Kumail Nanjiani and Adeel Akhtar are the only two actors in their on-screen family of actual Pakistani origin. The rest of the actors (Anupam Kher, Zenobia Shroff and Shernaz Treasurywala) are all Indian.

In November 2016, Kumail Nanjiani was a guest on the NPR podcast "Pop Culture Happy Hour." When one of the podcast's hosts, Linda Holmes, invited him to plug his upcoming movie (which at the time was still filming), he said, "my wife and I wrote a movie, and I'm in it, and it's going to come out next year. Right now it's called 'The Big Sick,' but the name's going to change. So just look for the rom-com about a brown man and a white woman, starring me."

In a nod to the fact that both the character of Kumail and the real-life Kumail Nanjiani are fans of the television series The X-Files, in this movie, Kumail's cellphone ringtone is the "Theme from The X-Files" by Mark Snow.

This is the Opening Night film for the 2017 Seattle International Film Festival.

Kumail's sister-in-law suggests he should be on 'Saturday Night Live'. Aidy Bryant, who plays Mary, is a current cast member of 'Saturday Night Live'.

It was shown on the closing night of the 3rd Edition (2017) of "IndieBo" (Bogota's Independent Film Festival) as part of the "In Focus" section.

Emily and her mother wear the same necklace through most of the film: it's a gold pendant that has a sun on one side and the word "love" engraved on the other side.

Was released in the U.S.A on Kumail Nanjiani's 10th wedding anniversary.

Emily V. Gordon: co-writer and the "real" Emily can be seen in the last scene of the film in the comedy club sitting near CJ and Mary.

In this movie, when the character of Kumail finally tells his parents that he is (1) in love with Emily; (2) Emily is not Pakistani; and (3) Emily is very (maybe mortally) ill, Kumail's mother immediately shuns him (telling him "you are not my son") and remains quite angry with him for the duration of the movie, only showing a small sign of thawing at the very end of the movie.
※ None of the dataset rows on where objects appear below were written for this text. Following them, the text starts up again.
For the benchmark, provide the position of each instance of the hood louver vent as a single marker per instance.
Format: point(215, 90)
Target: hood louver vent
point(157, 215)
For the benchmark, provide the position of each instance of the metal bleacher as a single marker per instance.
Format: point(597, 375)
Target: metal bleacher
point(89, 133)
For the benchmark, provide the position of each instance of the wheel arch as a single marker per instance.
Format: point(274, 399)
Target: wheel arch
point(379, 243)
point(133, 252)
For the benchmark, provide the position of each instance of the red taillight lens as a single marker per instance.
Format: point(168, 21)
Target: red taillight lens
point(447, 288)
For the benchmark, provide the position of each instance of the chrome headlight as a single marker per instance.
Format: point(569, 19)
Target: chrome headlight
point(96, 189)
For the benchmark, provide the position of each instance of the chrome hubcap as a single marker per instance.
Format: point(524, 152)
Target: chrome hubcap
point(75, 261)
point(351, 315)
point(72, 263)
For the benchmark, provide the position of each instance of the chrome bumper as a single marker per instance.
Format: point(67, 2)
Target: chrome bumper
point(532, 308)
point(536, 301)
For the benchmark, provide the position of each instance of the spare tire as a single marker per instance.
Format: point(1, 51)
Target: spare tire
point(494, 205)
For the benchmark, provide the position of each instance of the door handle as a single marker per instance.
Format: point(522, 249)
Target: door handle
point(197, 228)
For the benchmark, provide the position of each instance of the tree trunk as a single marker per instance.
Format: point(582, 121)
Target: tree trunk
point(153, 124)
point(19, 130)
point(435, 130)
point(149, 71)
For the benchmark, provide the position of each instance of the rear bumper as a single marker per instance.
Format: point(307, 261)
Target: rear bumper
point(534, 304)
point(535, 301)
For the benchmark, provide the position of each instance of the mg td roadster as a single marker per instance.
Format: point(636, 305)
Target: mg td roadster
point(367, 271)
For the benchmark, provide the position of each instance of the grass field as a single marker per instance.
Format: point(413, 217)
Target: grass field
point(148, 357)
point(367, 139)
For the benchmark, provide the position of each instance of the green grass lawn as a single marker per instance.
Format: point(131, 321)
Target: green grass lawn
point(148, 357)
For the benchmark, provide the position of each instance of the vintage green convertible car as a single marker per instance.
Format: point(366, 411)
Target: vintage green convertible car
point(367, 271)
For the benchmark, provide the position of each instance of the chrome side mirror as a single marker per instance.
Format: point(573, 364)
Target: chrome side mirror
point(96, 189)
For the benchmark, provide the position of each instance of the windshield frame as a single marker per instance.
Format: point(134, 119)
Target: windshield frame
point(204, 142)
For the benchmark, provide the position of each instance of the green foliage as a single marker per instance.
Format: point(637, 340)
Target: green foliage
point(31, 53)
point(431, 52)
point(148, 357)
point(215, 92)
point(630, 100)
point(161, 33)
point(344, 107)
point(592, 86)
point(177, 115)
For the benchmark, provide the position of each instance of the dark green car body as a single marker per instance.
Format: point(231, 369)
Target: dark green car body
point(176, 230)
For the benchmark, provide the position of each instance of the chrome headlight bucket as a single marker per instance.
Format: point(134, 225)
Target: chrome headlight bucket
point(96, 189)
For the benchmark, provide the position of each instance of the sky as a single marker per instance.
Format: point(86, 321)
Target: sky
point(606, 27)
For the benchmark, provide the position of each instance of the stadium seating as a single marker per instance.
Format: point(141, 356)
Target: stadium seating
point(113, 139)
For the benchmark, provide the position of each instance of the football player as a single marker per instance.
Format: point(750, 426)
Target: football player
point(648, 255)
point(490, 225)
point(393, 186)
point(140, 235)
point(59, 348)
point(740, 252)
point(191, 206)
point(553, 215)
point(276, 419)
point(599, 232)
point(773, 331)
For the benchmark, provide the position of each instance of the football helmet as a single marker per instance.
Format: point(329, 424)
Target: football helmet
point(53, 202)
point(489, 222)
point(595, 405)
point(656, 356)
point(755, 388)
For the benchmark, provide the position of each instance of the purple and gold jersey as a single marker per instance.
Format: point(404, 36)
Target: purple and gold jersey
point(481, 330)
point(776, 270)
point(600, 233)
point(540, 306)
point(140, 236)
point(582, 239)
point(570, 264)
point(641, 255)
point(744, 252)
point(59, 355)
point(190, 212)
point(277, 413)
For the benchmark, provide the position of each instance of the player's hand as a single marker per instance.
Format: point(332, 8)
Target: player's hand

During an "All Things Considered" interview with the real Kumail Nanjiani and his real-life wife and co-screenwriter, Emily V. Gordon, Nanjiani said that this scene was one way in which his real life was very different from its depiction in this movie--that in reality, when his mother first heard about Emily and her serious illness, she was very concerned and supportive, and it was only once Emily was out of the coma and it was clear that she would recover that Mrs. Nanjiani expressed her anger at Kumail for dating a white woman and for only pretending to be amenable to an arranged marriage to a Pakistani woman. Gordon added that in their real lives, Kumail's mother "never, never once, never came close to her disowning" Kumail.